Pero, por el contrario, en muchas películas dirigidas por hombres estos trabajos, lejos de ser valorados, se ignoran o se connotan negativamente con alusiones despreciativas e incongruentes. Así, por ejemplo, en Barrio (Fernando León de Aranoa, 1998), uno de los chicos protagonistas, Javi, se queja de que su madre es una obsesa de la limpieza y le destroza todas sus camisetas a fuerza de lavarlas. Y, sin embargo, en esta película –pretendidamente realista- cuando se muestra el domicilio de Javi, vemos unos llamativos (por lo exagerados) cercos de suciedad acumulada en torno a los interruptores de la luz. Más que el hogar una señora adicta de la limpieza, parece el de unos guarros vocacionales. Resulta tan inverosímil como lo sería un aficionado al fútbol que no supiera quien es Ronaldo. Pero los hombres no realizan las tareas domésticas así es que ni las conocen, ni les interesan, ni se molestan en reflejarlas sin desatinos. Es decir, o las ignoran o las presentan acompañadas de neurosis e incoherencias. 

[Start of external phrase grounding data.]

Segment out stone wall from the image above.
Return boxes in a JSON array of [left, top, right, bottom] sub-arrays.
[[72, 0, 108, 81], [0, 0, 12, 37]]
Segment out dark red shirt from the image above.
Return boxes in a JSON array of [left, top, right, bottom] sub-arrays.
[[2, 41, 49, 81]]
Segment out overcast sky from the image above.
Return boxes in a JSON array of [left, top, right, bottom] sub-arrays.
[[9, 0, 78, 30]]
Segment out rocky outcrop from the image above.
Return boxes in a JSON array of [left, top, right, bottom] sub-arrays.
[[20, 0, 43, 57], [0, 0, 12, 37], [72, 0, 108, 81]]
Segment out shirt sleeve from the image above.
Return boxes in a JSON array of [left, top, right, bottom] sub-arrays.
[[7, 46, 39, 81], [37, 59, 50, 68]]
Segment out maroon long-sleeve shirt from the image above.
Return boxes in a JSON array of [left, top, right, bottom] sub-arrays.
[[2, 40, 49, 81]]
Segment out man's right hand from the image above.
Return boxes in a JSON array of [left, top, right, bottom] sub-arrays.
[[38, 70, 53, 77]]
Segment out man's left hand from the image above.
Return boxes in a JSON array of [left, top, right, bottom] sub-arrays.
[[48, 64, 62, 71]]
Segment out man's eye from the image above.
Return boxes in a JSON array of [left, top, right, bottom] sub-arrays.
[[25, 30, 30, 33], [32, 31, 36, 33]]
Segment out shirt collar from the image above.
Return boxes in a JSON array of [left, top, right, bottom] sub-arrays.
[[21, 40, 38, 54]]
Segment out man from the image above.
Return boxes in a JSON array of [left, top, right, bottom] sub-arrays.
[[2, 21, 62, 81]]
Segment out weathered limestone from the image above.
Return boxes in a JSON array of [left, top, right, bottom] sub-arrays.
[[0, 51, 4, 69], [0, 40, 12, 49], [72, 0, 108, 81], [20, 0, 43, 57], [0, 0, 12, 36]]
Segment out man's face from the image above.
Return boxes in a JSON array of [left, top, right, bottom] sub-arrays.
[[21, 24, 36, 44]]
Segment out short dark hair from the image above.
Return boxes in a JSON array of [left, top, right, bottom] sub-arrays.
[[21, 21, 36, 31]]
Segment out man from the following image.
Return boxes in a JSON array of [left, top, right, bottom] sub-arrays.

La ocultación y el desprecio hacia todo este trabajo que desarrollan las mujeres contribuyen a desvalorarlo socialmente. Su invisibilidad induce este silogismo: si no se ve (hoy, en este  mundo donde todo parece visible) es porque carece del mínimo interés. Son cuestiones marginales, indignas de ocupar el menor rango en el espacio simbólico social.

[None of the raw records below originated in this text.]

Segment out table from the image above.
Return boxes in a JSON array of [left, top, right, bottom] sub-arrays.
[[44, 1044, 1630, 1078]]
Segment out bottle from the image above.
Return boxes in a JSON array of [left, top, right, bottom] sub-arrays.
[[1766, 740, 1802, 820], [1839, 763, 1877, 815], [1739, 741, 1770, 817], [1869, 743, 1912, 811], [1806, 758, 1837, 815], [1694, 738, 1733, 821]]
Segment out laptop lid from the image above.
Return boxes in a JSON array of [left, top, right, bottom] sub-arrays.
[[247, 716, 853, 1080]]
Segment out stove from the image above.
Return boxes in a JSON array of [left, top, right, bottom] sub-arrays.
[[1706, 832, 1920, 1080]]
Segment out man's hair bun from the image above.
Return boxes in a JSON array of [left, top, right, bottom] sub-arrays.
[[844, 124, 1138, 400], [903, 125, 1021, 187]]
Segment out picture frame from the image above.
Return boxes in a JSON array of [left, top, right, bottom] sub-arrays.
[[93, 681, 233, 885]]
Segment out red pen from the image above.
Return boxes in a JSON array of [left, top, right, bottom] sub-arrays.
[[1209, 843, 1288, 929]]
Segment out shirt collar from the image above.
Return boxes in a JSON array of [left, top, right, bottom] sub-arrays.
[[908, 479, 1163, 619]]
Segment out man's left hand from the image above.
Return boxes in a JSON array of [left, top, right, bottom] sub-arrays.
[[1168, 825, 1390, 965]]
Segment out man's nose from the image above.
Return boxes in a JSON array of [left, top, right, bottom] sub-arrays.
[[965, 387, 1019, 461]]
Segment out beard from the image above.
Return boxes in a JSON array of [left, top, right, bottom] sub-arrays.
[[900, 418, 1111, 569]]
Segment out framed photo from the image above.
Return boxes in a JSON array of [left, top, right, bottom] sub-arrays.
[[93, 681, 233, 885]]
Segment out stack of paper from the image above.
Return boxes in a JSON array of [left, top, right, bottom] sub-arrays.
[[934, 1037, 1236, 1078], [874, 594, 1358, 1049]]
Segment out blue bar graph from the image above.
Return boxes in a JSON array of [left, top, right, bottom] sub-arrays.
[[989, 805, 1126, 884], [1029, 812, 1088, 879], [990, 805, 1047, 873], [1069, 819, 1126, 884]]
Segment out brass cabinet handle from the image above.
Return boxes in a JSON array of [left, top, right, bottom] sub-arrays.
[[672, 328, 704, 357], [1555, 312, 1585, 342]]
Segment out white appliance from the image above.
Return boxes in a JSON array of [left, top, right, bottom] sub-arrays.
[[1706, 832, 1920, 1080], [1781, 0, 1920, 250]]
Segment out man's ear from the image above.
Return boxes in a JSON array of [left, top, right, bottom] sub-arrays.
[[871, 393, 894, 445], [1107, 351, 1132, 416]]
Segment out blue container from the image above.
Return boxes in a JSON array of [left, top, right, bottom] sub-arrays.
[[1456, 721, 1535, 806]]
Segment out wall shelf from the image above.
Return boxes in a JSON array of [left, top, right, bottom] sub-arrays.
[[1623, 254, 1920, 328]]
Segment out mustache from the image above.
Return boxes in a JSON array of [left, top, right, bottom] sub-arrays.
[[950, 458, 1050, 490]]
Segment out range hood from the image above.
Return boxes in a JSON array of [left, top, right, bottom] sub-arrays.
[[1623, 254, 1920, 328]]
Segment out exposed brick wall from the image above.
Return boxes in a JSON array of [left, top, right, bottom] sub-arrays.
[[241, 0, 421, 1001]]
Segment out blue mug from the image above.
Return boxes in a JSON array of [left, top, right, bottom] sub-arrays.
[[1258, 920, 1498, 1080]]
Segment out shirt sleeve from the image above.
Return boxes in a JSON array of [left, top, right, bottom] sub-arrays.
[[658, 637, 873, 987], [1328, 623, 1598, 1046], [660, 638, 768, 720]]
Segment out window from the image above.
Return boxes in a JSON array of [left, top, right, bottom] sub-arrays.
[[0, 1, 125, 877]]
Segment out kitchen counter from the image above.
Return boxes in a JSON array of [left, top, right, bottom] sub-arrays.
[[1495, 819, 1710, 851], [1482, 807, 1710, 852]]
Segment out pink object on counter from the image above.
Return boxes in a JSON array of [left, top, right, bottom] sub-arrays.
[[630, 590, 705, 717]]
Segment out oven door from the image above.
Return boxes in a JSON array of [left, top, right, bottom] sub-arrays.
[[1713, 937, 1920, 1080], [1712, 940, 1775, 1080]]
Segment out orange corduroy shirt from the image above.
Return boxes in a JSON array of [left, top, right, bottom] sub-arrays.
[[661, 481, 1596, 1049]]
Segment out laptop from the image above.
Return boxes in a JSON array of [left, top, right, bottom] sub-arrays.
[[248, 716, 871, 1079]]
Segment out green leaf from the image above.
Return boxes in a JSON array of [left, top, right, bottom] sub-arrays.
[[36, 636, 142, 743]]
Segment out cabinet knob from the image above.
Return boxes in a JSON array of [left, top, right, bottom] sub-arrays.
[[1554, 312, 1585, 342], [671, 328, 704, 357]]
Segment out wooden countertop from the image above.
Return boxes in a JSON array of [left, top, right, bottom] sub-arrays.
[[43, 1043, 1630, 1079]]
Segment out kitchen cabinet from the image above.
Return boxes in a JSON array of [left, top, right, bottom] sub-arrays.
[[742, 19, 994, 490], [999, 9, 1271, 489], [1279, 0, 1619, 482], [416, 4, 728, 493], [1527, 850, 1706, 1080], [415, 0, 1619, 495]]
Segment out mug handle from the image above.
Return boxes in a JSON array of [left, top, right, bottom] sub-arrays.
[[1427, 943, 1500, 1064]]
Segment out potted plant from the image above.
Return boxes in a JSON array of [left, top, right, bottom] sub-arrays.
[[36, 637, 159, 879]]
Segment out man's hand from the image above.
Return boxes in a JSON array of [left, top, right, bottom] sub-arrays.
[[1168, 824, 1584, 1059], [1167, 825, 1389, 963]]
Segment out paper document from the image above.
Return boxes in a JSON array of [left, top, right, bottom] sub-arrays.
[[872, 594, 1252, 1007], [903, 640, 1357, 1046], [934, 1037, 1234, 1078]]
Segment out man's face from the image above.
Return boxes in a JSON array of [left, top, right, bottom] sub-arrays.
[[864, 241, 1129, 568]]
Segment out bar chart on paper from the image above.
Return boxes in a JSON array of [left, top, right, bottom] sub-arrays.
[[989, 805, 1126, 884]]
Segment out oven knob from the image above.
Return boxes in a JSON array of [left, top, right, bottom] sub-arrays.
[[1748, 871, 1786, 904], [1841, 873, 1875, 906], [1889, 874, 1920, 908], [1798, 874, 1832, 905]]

Sólo las películas dirigidas por mujeres suelen representar el tiempo y la dedicación que exigen las tareas domésticas. Así lo hace, por ejemplo,  Eva Lesmes en su película El palo (2001). Y no porque su argumento gire en torno al tema sino porque la cineasta refleja con naturalidad la presencia fuerte y continúa que esas ocupaciones tienen en las vidas de las mujeres.

Gusto, luego existo

Al ser la mayoría de las películas tan androcéntricas, la participación de los personajes femeninos es vicaria, depende de la relación que tengan con el personajes masculino. Las espectadoras recibimos, pues específicamente, este mensaje: si deseamos aparecer en las historias -sobre todo si deseamos tener un papel positivo- hemos de hacer méritos para complacer al protagonista a fin de ser “su elegida”.

Y, para ser elegida, hay que merecerlo y, después, agradecerlo infinitamente. Lo merecemos con ciertas cualidades: docilidad, entrega y belleza.

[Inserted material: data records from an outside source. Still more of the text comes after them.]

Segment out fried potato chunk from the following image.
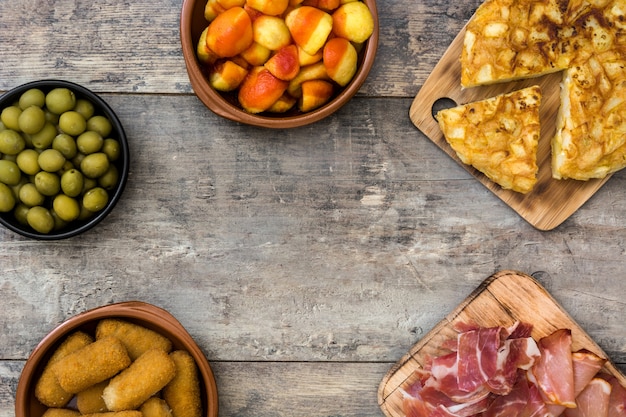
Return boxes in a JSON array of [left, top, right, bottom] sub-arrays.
[[437, 86, 542, 194]]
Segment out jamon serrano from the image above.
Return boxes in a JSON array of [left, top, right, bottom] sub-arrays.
[[544, 349, 607, 417], [563, 378, 612, 417], [602, 375, 626, 417], [404, 322, 541, 416], [488, 336, 540, 395], [482, 377, 527, 417], [402, 324, 622, 417], [531, 329, 576, 408]]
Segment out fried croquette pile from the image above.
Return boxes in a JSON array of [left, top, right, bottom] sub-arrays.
[[34, 319, 202, 417]]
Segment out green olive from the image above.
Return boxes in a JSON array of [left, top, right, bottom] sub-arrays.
[[58, 110, 87, 136], [71, 152, 86, 168], [19, 88, 46, 110], [10, 177, 28, 200], [0, 182, 16, 212], [98, 164, 119, 190], [82, 177, 98, 194], [80, 152, 109, 178], [44, 110, 59, 125], [53, 194, 80, 222], [30, 122, 58, 150], [16, 149, 41, 175], [53, 133, 78, 159], [86, 115, 112, 137], [82, 187, 108, 212], [74, 99, 95, 120], [18, 182, 45, 207], [38, 149, 66, 172], [13, 203, 30, 225], [1, 86, 121, 233], [78, 204, 95, 221], [26, 206, 54, 234], [0, 129, 26, 155], [18, 105, 46, 135], [34, 171, 61, 196], [45, 88, 76, 114], [102, 138, 121, 162], [51, 209, 68, 230], [76, 130, 103, 154], [58, 160, 75, 175], [1, 106, 22, 131], [0, 160, 22, 185], [61, 169, 84, 197]]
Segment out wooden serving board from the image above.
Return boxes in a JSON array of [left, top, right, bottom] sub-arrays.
[[377, 270, 626, 417], [409, 27, 611, 231]]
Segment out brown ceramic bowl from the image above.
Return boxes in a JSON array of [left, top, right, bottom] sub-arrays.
[[15, 301, 218, 417], [180, 0, 379, 128]]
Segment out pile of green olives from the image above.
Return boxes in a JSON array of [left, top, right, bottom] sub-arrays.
[[0, 87, 122, 234]]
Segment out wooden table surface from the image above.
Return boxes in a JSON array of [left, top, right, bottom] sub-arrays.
[[1, 1, 625, 417]]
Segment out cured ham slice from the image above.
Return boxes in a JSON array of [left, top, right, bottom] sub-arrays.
[[425, 352, 491, 403], [487, 336, 540, 395], [483, 372, 532, 417], [599, 374, 626, 417], [544, 349, 607, 417], [403, 373, 489, 417], [484, 372, 552, 417], [571, 350, 608, 393], [563, 377, 612, 417], [404, 394, 431, 417], [520, 380, 552, 417], [425, 324, 537, 402], [456, 326, 506, 392], [531, 329, 576, 408], [401, 324, 622, 417]]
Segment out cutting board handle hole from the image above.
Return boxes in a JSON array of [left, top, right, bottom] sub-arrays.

Docilidad y entrega ya que, por supuesto, él no nos elige para que vivamos nuestros propios proyectos y aventuras sino para que secundemos los suyos. Y así, un personaje femenino con proyectos y planes propios no tiene futuro narrativo. Los personajes femeninos pueden ser “deliciosamente” volubles y erráticos y, en ese sentido, expresar gustos o exigir acciones que contradigan o dificulten los planes del protagonista, lo exasperen o incluso lo pongan en peligro (caso de esas torpes e inconsecuentes mujeres que acompañan a muchos héroes) pero no pueden tener un proyecto narrativo propio. Es decir: se nos consienten caprichos y necedades, no vida independiente.

Pero, además de dóciles, las mujeres han de ser guapas.

La seducción –que tan importante papel juega en el cine- se fabrica. Y se fabrica de muy distinta manera para ambos géneros. El protagonista masculino nos seduce porque es nuestro alter ego, porque encarna la aventura real o simbólica que el film propone y porque, en último extremo, es el mediador de la mirada de los espectadores. Pero ¿cuántas actrices hay que sin ser bellas seduzcan y conquisten sin cortapisas a los personajes masculinos? ¿Cuántos equivalentes a Gabino Diego, a José Sacristán, a Guillermo Toledo, Luís Tosar y un largo etc.?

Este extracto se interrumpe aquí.